The BSB exists because eleven Israeli athletes died in Munich in 1972. The massacre at the Olympic Village convinced every European government that ordinary police could not handle a hostage standoff with trained terrorists, and one after another the continent's countries built specialized units to close the gap. The Netherlands raised several of these new Bijzondere Bijstandseenheden - Special Support Units - drawing on marines, regular police, and Marechaussee snipers. But Marechaussee command noticed a problem hiding in the new architecture. The elite units could only be activated during an active terrorist threat. The day-to-day work of guarding ministers, escorting gold, watching organized crime - that fell into a gap nothing was designed to fill. In 1975 the BSB was created to fill it. The very first class of operators trained under West Germany's GSG 9, the unit forged by the same massacre, and in 1976 the BSB went operational with just twenty-four men.
The brigade's home sits on what used to be a piece of the Cold War. Soesterberg Air Base, just east of Utrecht near the hamlet of Huis ter Heide, hosted United States Air Force fighters for decades under the cover name Camp New Amsterdam. American F-15s once scrambled from this runway. When the base closed and the Americans went home, the woods stayed and the buildings stayed, and in 2015 the BSB took possession of a new headquarters on the grounds. Photographs from that year show operators abseiling down the side of the new building - a publicity image with a quiet message about what happens inside. The fields around the base are now part of a nature area, but the perimeter where the brigade trains is not on any tourist map.
The BSB lives behind three doors. The Security Division supplies the close-protection details that follow Dutch and foreign military officials through high-risk capitals. Where the National Police's diplomatic-security service trains for routine threat environments, the BSB specializes in places where the risk has already arrived - the Dutch ambassador in Baghdad, the embassy in Kabul, the visiting general in a country the Foreign Ministry calls unstable. Behind the second door is the Observation Team. Operators trail people for weeks, sometimes longer, building what the trade calls a pattern of life. Unlike their intelligence-service counterparts in the AIVD, BSB observers are always armed. The third door opens onto the Arrest Team, established in 1994, the people the Marechaussee sends when the suspect is military, or armed, or both.
Two assignments capture the strange shape of the BSB's work.

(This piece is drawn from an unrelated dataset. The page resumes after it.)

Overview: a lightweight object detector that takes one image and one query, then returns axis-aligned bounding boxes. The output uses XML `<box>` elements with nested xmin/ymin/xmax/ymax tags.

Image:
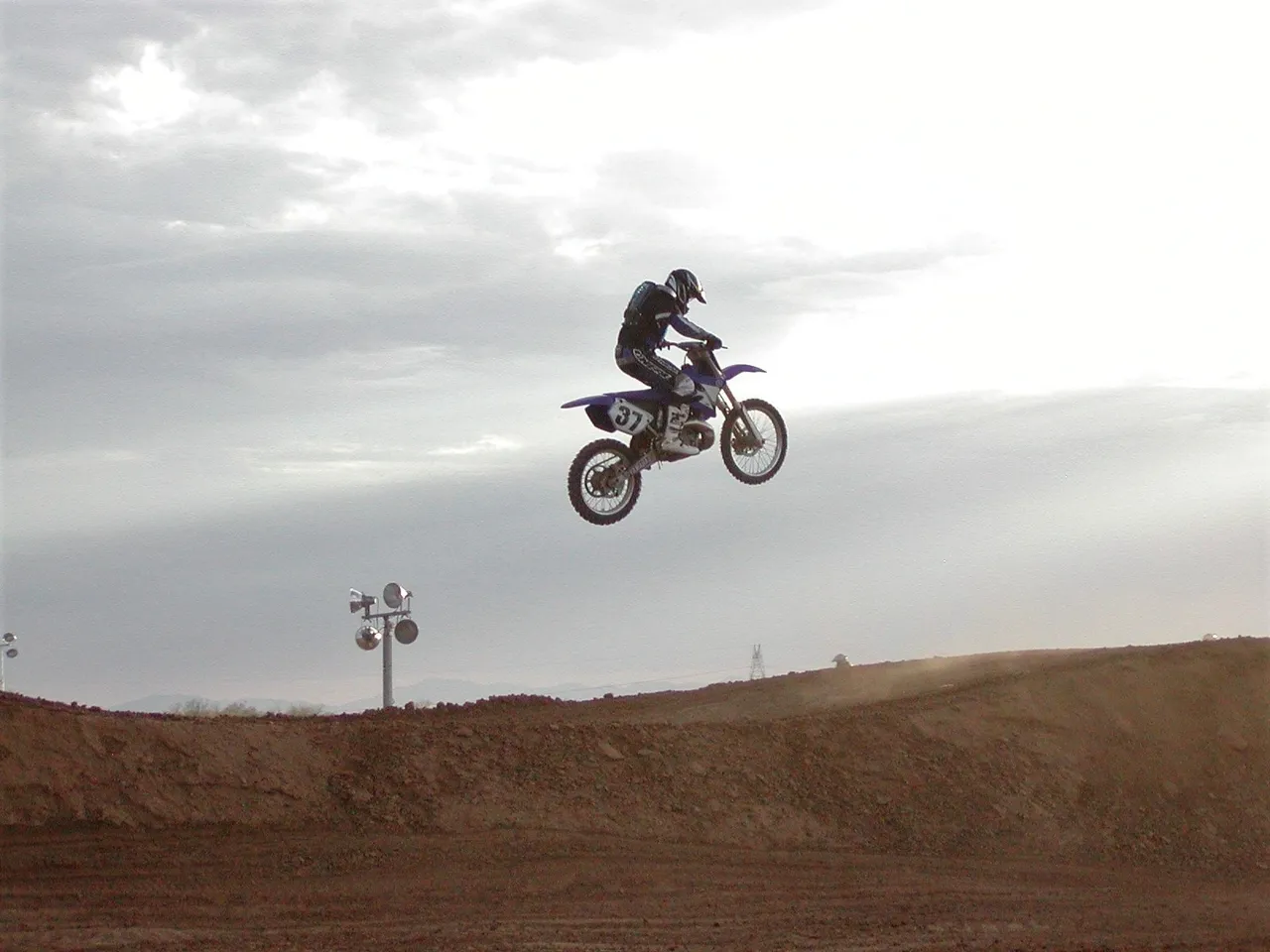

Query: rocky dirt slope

When the Dutch central bank moves gold - heavy pallets of bullion through the streets of Amsterdam - BSB operators in tactical gear travel with the convoy. Photographs from a 2020 transfer show them standing on a quiet plaza, weapons ready, while a forklift handles a ton of metal worth more than most lives. The other assignment is more politically charged. In March 2017 the brigade quietly took over the personal protection of Geert Wilders, the divisive Dutch politician who has lived under permanent threat for nearly two decades, after two officers from the National Police's protection service were accused of leaking sensitive information about his security arrangements. The Marechaussee, being a military body, runs to different rules. A leak from inside the BSB has not been reported.

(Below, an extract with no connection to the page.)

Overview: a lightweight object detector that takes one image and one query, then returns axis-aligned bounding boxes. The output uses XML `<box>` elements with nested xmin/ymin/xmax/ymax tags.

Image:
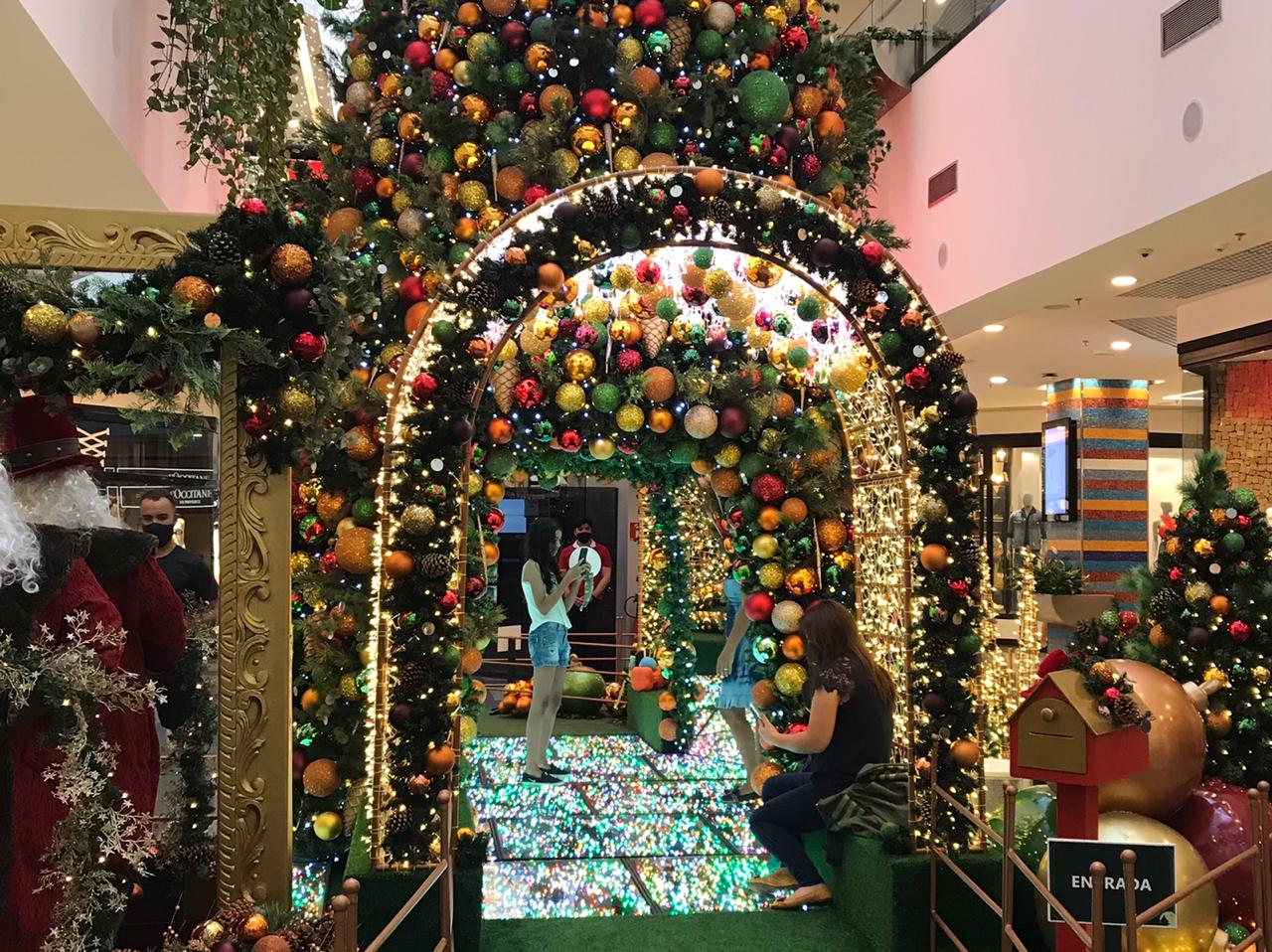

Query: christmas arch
<box><xmin>369</xmin><ymin>168</ymin><xmax>980</xmax><ymax>862</ymax></box>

The BSB was designed as a bridge - that was the word the Marechaussee used in 1975, and it still fits. On one side stand regular police, equipped to keep order in the daylight. On the other stand the Marines' M-Squadron and the rest of the country's special-operations apparatus, kept in reserve for the worst nights. The BSB lives in the middle, doing the work no one else is trained for and almost no one knows about. From cruising altitude over Utrecht, the headquarters near Huis ter Heide is just a cluster of low buildings among the trees of the old air base. From inside the perimeter, it is the operational heart of a 24-hour Dutch security system most Dutch people will never see.

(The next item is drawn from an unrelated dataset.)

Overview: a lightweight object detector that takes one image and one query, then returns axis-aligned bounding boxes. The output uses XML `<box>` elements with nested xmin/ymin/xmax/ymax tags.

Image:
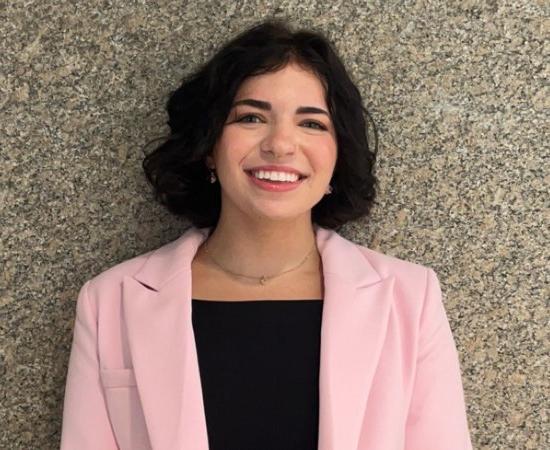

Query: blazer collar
<box><xmin>134</xmin><ymin>225</ymin><xmax>381</xmax><ymax>291</ymax></box>
<box><xmin>122</xmin><ymin>226</ymin><xmax>394</xmax><ymax>450</ymax></box>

Located at 52.12 degrees N, 5.26 degrees E, in the wooded country east of Utrecht near the former Soesterberg Air Base. The brigade's headquarters at Camp New Amsterdam sits about 12 km northeast of Utrecht city center. Best viewing altitude 3,000 to 5,000 feet. Nearest airports: Hilversum (EHHV) about 12 km north, Lelystad (EHLE) to the northeast, and Schiphol (EHAM) about 50 km west. Soesterberg's old runway is still clearly visible as a long straight scar through the surrounding forest.